Cystathionine γ-lyase plays a key role in the transsulfuration pathway through its primary reaction of catalyzing the formation of cysteine from cystathionine. The Neurospora crassa cystathionine γ-lyase gene (cys-16(+)) is of particular interest in dissecting the regulation and dynamics of transsulfuration. The aim of this study was to determine the regulatory connection of cys-16(+) to the Neurospora sulfur regulatory network. In addition, the cys-16(+) promoter was characterized with the goal of developing a strongly expressed and regulatable gene expression tool.

FINDINGS

The cystathionine γ-lyase cys-16(+) gene was cloned and characterized. The gene, which contains no introns, encodes a protein of 417 amino acids with conserved pyridoxal 5'-phosphate binding site and substrate-cofactor binding pocket. Northern blot analysis using wild type cells showed that cys-16(+) transcript levels increased under sulfur limiting (derepressing) conditions and were present only at a low level under sulfur sufficient (repressing) conditions. In contrast, cys-16(+) transcript levels in a Δcys-3 regulatory mutant were present at a low level under either derepressing or repressing conditions.
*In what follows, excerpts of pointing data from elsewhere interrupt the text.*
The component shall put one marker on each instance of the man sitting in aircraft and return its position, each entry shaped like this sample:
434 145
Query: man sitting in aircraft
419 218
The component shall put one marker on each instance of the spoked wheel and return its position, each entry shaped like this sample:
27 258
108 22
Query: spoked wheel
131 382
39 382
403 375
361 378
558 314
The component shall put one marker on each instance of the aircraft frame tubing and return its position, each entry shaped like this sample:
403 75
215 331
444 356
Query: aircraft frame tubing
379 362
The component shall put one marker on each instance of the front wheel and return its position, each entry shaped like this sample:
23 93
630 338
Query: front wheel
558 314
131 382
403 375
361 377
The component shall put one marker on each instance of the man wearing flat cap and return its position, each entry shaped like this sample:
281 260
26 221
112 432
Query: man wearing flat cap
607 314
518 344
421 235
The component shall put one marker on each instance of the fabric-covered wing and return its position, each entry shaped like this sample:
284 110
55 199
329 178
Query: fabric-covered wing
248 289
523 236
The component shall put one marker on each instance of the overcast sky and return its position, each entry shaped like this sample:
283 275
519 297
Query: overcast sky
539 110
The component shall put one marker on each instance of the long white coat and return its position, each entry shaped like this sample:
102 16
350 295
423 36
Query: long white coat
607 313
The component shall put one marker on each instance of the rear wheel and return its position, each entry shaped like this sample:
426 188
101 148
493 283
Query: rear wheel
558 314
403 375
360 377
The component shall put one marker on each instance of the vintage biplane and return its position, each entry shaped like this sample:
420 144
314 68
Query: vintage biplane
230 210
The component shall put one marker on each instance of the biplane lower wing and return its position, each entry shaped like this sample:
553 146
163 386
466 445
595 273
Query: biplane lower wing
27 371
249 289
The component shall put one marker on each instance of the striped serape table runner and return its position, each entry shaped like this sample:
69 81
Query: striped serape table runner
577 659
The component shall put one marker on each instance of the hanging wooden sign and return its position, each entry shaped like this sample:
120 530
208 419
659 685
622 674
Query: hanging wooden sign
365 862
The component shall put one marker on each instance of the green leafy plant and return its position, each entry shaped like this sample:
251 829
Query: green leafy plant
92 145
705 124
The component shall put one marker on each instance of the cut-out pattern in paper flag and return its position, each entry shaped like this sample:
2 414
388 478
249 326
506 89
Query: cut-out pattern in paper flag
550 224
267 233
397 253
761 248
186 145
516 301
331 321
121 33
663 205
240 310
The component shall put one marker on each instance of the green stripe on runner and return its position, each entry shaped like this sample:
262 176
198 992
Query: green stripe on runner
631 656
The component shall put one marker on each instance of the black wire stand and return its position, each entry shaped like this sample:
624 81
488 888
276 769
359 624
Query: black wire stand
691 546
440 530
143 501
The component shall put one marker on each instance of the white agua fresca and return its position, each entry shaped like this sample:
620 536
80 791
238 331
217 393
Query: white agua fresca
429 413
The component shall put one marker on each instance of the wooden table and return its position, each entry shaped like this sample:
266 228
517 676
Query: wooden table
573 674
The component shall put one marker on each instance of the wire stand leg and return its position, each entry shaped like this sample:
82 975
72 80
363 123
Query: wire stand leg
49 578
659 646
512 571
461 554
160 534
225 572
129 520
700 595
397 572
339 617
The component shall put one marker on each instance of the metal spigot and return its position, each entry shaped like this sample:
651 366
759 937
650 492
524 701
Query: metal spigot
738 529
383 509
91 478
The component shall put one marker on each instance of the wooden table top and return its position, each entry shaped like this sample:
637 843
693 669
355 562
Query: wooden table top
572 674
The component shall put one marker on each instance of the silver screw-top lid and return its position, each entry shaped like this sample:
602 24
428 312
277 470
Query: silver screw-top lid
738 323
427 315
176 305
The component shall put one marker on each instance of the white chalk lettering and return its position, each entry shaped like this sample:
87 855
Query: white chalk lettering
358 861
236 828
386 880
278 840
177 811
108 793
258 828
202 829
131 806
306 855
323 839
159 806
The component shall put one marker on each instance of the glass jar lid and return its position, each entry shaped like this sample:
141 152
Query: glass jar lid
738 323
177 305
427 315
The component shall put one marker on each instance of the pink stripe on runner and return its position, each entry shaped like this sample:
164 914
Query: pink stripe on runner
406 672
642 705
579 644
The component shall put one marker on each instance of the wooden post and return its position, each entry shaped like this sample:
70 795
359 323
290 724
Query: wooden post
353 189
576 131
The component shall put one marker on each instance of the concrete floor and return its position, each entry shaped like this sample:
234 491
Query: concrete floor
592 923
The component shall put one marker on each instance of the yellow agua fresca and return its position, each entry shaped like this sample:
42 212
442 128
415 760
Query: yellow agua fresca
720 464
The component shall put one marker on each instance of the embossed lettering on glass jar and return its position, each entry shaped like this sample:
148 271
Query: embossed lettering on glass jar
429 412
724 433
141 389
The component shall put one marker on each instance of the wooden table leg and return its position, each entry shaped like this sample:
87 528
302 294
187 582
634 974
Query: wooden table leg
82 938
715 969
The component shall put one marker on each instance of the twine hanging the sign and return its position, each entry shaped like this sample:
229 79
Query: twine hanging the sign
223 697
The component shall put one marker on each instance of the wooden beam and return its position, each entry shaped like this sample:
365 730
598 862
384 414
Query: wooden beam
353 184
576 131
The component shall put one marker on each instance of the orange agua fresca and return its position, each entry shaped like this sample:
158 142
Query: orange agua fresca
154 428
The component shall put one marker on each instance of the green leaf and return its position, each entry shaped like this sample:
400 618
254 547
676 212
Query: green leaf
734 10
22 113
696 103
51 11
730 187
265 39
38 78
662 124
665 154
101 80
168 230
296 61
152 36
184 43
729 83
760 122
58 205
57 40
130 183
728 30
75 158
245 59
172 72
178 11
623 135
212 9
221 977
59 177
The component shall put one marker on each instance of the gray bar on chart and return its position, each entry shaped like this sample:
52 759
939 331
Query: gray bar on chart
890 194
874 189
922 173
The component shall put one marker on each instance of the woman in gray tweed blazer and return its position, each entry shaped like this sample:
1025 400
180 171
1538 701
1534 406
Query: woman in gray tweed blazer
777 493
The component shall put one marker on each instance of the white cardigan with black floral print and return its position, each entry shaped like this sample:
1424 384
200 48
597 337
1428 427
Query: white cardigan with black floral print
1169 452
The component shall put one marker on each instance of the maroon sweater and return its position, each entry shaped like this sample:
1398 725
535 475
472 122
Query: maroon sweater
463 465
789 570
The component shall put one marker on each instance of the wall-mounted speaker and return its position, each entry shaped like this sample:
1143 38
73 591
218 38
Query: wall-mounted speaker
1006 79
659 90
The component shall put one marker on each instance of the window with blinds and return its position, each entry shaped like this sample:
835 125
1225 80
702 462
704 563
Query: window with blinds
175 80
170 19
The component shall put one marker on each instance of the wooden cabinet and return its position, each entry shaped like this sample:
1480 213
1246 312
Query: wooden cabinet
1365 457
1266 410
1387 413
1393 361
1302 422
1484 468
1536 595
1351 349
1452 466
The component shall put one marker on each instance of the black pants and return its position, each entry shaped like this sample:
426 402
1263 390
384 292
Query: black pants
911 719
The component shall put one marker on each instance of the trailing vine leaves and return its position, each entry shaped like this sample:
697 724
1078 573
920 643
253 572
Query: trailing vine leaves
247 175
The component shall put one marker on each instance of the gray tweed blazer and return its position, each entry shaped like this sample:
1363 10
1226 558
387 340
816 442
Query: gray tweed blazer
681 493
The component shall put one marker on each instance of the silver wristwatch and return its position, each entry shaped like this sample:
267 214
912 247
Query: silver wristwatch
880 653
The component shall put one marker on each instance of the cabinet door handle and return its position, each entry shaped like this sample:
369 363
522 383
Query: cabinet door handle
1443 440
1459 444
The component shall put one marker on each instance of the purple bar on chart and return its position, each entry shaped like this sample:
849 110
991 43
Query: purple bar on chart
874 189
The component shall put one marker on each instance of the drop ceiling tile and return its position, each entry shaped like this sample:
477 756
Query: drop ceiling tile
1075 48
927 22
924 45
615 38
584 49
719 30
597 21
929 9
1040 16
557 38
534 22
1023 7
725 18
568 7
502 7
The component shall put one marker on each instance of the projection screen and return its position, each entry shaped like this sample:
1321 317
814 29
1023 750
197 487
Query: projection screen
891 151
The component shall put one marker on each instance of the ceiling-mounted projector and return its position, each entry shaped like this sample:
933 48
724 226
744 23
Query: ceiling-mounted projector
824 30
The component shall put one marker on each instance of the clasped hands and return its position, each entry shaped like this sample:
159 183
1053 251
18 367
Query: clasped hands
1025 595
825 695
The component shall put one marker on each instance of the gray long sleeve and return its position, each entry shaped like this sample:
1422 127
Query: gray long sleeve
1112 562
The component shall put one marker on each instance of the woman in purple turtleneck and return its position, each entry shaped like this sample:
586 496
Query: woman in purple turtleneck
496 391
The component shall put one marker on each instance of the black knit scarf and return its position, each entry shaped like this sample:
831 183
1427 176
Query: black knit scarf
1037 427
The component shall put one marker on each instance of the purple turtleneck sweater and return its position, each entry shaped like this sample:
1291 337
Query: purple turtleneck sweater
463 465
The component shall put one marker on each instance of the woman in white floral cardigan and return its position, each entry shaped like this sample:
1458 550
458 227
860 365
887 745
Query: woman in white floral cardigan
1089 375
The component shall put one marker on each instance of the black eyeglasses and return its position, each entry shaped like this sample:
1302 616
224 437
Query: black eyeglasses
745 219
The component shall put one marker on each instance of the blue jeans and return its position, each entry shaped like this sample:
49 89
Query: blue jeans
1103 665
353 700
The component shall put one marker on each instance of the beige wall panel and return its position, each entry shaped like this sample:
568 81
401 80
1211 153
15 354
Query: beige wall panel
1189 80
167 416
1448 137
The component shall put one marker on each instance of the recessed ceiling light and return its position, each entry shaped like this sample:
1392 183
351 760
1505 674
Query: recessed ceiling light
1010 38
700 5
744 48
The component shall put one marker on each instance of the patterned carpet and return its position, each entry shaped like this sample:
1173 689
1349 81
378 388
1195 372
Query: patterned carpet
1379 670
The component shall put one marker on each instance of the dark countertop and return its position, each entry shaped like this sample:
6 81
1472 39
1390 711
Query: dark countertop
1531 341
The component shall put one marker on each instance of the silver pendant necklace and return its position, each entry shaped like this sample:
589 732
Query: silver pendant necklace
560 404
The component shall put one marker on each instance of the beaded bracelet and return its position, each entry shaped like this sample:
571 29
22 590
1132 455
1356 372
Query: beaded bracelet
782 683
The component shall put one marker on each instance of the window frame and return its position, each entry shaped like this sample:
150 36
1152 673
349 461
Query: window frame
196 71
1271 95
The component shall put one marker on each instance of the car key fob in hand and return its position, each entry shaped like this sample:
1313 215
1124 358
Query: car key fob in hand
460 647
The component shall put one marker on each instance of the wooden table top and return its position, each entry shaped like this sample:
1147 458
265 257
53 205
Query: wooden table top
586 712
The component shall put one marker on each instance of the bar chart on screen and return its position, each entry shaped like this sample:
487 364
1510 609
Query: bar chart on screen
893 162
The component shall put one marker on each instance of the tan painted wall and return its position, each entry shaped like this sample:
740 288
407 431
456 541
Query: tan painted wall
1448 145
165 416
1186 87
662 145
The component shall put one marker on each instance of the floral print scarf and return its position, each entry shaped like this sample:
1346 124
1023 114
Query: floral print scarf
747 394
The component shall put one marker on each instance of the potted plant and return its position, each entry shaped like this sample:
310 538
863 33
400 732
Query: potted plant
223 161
Gel mobility shift analysis demonstrated the presence of four CYS3 transcriptional activator binding sites on the cys-16(+) promoter, which were close matches to the CYS3 consensus binding sequence.

CONCLUSIONS

In this work, we confirm the control of cystathionine γ-lyase gene expression by the CYS3 transcriptional activator through the loss of cys-16(+) expression in a Δcys-3 mutant and through the in vitro binding of CYS3 to the cys-16(+) promoter at four sites. The highly regulated cys-16(+) promoter should be a useful tool for gene expression studies in Neurospora.